Recommandation n° 3 : Opérer une séparation juridique entre l’activité de répartiteur-grossiste et celle de groupement d’achat sous forme de coopérative. Ainsi, l’activité de grossiste-répartiteur ne devraient pouvoir être exercée que sous forme de sociétés commerciales pour éviter toute forme de distorsions de concurrence entre les opérateurs tandis que les pharmaciens devraient pouvoir conserver la possibilité de former une coopérative pour grouper leurs achats auprès des répartiteurs-grossistes ; 

Recommandation n° 4 : Inviter le service d’instruction de l’Autorité à contrôler les pratiques commerciales des grossistes-répartiteurs vis-à-vis des pharmaciens au regard de leurs obligations en matière de transparence commerciale et de respect d’une saine concurrence.

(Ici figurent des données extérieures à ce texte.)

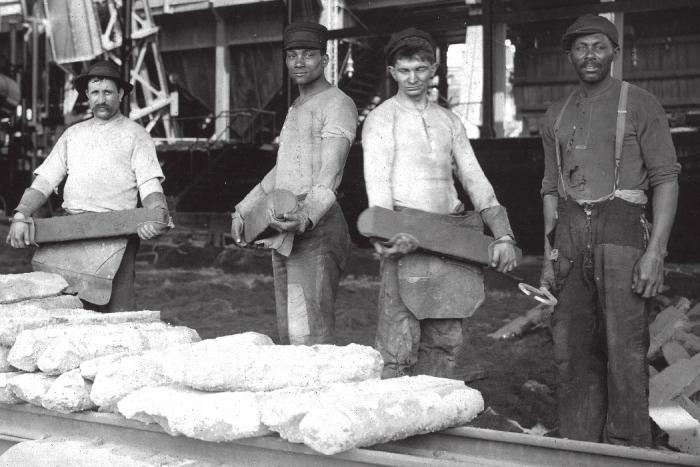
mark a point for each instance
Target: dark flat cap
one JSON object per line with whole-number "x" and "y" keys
{"x": 589, "y": 24}
{"x": 102, "y": 69}
{"x": 408, "y": 35}
{"x": 305, "y": 35}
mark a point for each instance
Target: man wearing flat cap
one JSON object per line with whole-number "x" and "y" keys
{"x": 314, "y": 144}
{"x": 606, "y": 145}
{"x": 108, "y": 162}
{"x": 412, "y": 150}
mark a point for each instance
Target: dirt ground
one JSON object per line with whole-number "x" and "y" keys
{"x": 223, "y": 291}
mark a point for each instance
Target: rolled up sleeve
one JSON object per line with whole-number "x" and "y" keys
{"x": 656, "y": 144}
{"x": 550, "y": 180}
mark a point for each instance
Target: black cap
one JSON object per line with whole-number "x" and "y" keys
{"x": 102, "y": 69}
{"x": 305, "y": 35}
{"x": 408, "y": 36}
{"x": 589, "y": 24}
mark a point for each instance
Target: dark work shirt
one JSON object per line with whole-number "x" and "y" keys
{"x": 587, "y": 142}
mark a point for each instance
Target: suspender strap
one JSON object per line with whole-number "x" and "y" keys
{"x": 557, "y": 149}
{"x": 620, "y": 132}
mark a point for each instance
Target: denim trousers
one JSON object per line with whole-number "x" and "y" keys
{"x": 306, "y": 282}
{"x": 410, "y": 346}
{"x": 600, "y": 326}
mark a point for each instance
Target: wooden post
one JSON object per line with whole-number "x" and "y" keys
{"x": 222, "y": 71}
{"x": 498, "y": 78}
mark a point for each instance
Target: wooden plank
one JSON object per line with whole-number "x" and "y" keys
{"x": 460, "y": 238}
{"x": 256, "y": 224}
{"x": 95, "y": 224}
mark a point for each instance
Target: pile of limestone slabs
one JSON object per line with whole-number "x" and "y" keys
{"x": 46, "y": 336}
{"x": 328, "y": 397}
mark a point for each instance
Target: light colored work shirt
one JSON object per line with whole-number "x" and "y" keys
{"x": 410, "y": 157}
{"x": 328, "y": 114}
{"x": 104, "y": 164}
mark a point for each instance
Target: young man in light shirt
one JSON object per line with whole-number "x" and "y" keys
{"x": 412, "y": 148}
{"x": 314, "y": 144}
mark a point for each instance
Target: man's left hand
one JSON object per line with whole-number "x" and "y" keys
{"x": 149, "y": 230}
{"x": 503, "y": 257}
{"x": 291, "y": 222}
{"x": 648, "y": 274}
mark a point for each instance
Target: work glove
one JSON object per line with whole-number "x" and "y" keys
{"x": 237, "y": 224}
{"x": 296, "y": 222}
{"x": 22, "y": 232}
{"x": 502, "y": 255}
{"x": 547, "y": 277}
{"x": 153, "y": 229}
{"x": 648, "y": 274}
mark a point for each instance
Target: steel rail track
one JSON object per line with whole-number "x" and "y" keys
{"x": 453, "y": 447}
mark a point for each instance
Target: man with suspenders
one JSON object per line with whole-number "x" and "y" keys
{"x": 606, "y": 144}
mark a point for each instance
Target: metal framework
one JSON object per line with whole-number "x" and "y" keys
{"x": 76, "y": 34}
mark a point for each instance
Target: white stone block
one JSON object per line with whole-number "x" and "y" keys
{"x": 222, "y": 416}
{"x": 89, "y": 368}
{"x": 4, "y": 363}
{"x": 266, "y": 368}
{"x": 284, "y": 409}
{"x": 13, "y": 323}
{"x": 30, "y": 387}
{"x": 120, "y": 378}
{"x": 57, "y": 349}
{"x": 69, "y": 393}
{"x": 6, "y": 395}
{"x": 366, "y": 418}
{"x": 114, "y": 380}
{"x": 18, "y": 287}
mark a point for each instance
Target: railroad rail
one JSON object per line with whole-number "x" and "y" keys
{"x": 453, "y": 447}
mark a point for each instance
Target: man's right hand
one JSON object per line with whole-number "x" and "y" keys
{"x": 237, "y": 229}
{"x": 21, "y": 233}
{"x": 399, "y": 245}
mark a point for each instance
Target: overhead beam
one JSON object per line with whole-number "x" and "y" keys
{"x": 446, "y": 16}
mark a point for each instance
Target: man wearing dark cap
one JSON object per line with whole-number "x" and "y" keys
{"x": 606, "y": 144}
{"x": 412, "y": 150}
{"x": 314, "y": 144}
{"x": 108, "y": 162}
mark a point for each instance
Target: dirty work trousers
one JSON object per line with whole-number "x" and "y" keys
{"x": 123, "y": 296}
{"x": 410, "y": 346}
{"x": 306, "y": 282}
{"x": 600, "y": 327}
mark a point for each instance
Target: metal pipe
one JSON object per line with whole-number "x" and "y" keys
{"x": 126, "y": 51}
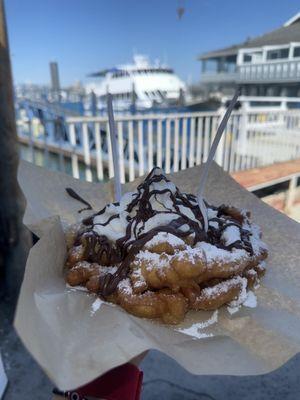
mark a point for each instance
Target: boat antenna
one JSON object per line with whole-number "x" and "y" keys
{"x": 211, "y": 156}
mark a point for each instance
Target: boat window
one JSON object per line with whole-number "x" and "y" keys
{"x": 277, "y": 54}
{"x": 297, "y": 51}
{"x": 247, "y": 58}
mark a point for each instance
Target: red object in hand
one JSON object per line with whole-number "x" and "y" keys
{"x": 121, "y": 383}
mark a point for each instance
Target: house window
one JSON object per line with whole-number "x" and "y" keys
{"x": 297, "y": 51}
{"x": 247, "y": 58}
{"x": 277, "y": 54}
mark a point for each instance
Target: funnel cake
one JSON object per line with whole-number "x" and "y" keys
{"x": 151, "y": 254}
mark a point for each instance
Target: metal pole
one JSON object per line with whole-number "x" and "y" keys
{"x": 10, "y": 193}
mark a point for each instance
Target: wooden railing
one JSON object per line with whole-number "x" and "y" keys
{"x": 81, "y": 145}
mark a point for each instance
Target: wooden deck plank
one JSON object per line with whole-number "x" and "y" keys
{"x": 261, "y": 176}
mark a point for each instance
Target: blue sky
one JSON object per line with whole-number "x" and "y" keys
{"x": 88, "y": 35}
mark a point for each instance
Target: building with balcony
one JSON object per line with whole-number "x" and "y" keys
{"x": 268, "y": 65}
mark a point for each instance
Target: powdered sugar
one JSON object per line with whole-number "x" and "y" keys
{"x": 231, "y": 235}
{"x": 76, "y": 288}
{"x": 195, "y": 329}
{"x": 96, "y": 305}
{"x": 251, "y": 300}
{"x": 214, "y": 254}
{"x": 247, "y": 299}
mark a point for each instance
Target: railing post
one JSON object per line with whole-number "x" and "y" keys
{"x": 220, "y": 148}
{"x": 291, "y": 192}
{"x": 242, "y": 135}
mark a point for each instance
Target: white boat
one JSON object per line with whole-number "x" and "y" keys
{"x": 141, "y": 83}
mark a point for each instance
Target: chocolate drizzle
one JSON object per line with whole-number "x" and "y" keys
{"x": 139, "y": 211}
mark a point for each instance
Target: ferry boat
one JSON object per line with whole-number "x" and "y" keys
{"x": 141, "y": 85}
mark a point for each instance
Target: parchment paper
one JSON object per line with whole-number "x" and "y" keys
{"x": 74, "y": 345}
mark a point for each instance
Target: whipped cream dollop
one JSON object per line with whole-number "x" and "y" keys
{"x": 156, "y": 203}
{"x": 156, "y": 210}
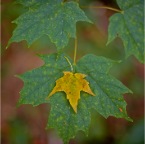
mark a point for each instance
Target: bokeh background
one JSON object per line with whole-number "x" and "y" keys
{"x": 26, "y": 124}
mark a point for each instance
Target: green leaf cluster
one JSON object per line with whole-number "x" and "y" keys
{"x": 108, "y": 101}
{"x": 57, "y": 19}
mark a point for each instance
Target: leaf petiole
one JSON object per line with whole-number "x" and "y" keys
{"x": 104, "y": 7}
{"x": 69, "y": 63}
{"x": 75, "y": 50}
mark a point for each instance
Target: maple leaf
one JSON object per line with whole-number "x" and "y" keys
{"x": 129, "y": 26}
{"x": 38, "y": 84}
{"x": 54, "y": 18}
{"x": 72, "y": 84}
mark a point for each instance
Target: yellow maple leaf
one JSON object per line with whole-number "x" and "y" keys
{"x": 72, "y": 84}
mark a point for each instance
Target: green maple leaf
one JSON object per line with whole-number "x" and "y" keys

Recommandation n° 5 : Interdire toute forme d’octroi d’avantages en nature ou espèce, de façon directe ou indirecte, par les grossistes-répartiteurs aux pharmaciens et aux médecins.

Recommandation n° 6 : Rappeler à l’ensemble des pharmaciens ainsi qu’à leurs organisations représentatives les règles de base du droit de la concurrence qui prohibent, sous peine de lourdes sanctions pécuniaires, toute forme d’entente ayant pour objet ou pour effet de porter atteinte à la concurrence ou de faire obstacle à une enquête de concurrence.

Quels seraient les leviers pour baisser le prix des médicaments remboursables et non remboursables en Nouvelle-Calédonie au stade de la distribution en gros et au détail ? 

Recommandation n° 7 :  Soumettre le marché de la vente en gros de médicaments remboursables au principe de plafonnement des marges des grossistes-répartiteurs en fonction de la valeur du médicament et en tirer les conséquences sur les prix de détail réglementés pour les abaisser.

Recommandation n° 8 : Réglementer le marché des médicaments biosimilaires dans le code de la santé publique en prévoyant une obligation de substitution au médicament biologique de référence par le pharmacien lorsqu’elle est possible, à l’instar de celle en vigueur en matière de médicaments génériques par rapport aux médicaments princeps afin de réduire les dépenses de santé (économie estimée de 80 millions FCFP par an).

S’agissant des médicaments remboursables, quelle réglementation des prix retenir pour assurer la continuité de l’offre de soins sur l’ensemble du territoire et renouveler le modèle de rémunération des pharmaciens ?

Recommandation n° 9 : Ouvrir le monopole officinal aux commerces de détail à dominante alimentaire tout en prévoyant une obligation d’approvisionnement auprès des grossistes-répartiteurs installés en Nouvelle-Calédonie et une obligation de délivrance par un pharmacien, en magasin, pour pouvoir conseiller les patients. A titre expérimental, l’ouverture à la concurrence pourrait dans un premier temps être limitée à la vente de médicaments « frontière », c’est-à-dire à la vente de médicaments non remboursables et dont l’usage ne nécessite pas impérativement de mises en garde lors de leur délivrance au sein de magasins de détail (autotest de dépistage de la Covid-19, autotest de grossesse, homéopathie…).

Recommandation n° 10 : Engager une négociation pour conclure un accord commercial bilatéral avec les autorités australiennes et néozélandaises, afin de lever certaines barrières règlementaires sur l’importation de médicaments les plus vendus en Nouvelle-Calédonie pour offrir une nouvelle voie d’approvisionnement alternatif aux grossistes-répartiteurs et animer le jeu de la concurrence sur le marché amont.

Recommandation n° 11 : Exonérer de droits de douane les médicaments à usage humain importés de pays hors Union européenne pour réduire les coûts, à commencer par les médicaments remboursables.

Recommandation n° 12 : Harmoniser les taux de TGC applicables entre médicaments remboursables et non remboursables et/ou prévoir l’exonération de tout ou partie des médicaments remboursables au même titre que certains « produits et matériels médicaux » pour réduire les coûts.

Recommandation n° 13 : Engager au plus vite des discussions avec les organisations professionnelles représentatives de la profession de pharmacien en vue de définir un modèle de rémunération des officines mixte, basé sur l’introduction d’honoraires de dispensation forfaitaires liés à certains actes (vaccinations, tests de virologie…) et sur la vente de médicaments, à l’instar des dispositifs métropolitains, australiens et néozélandais.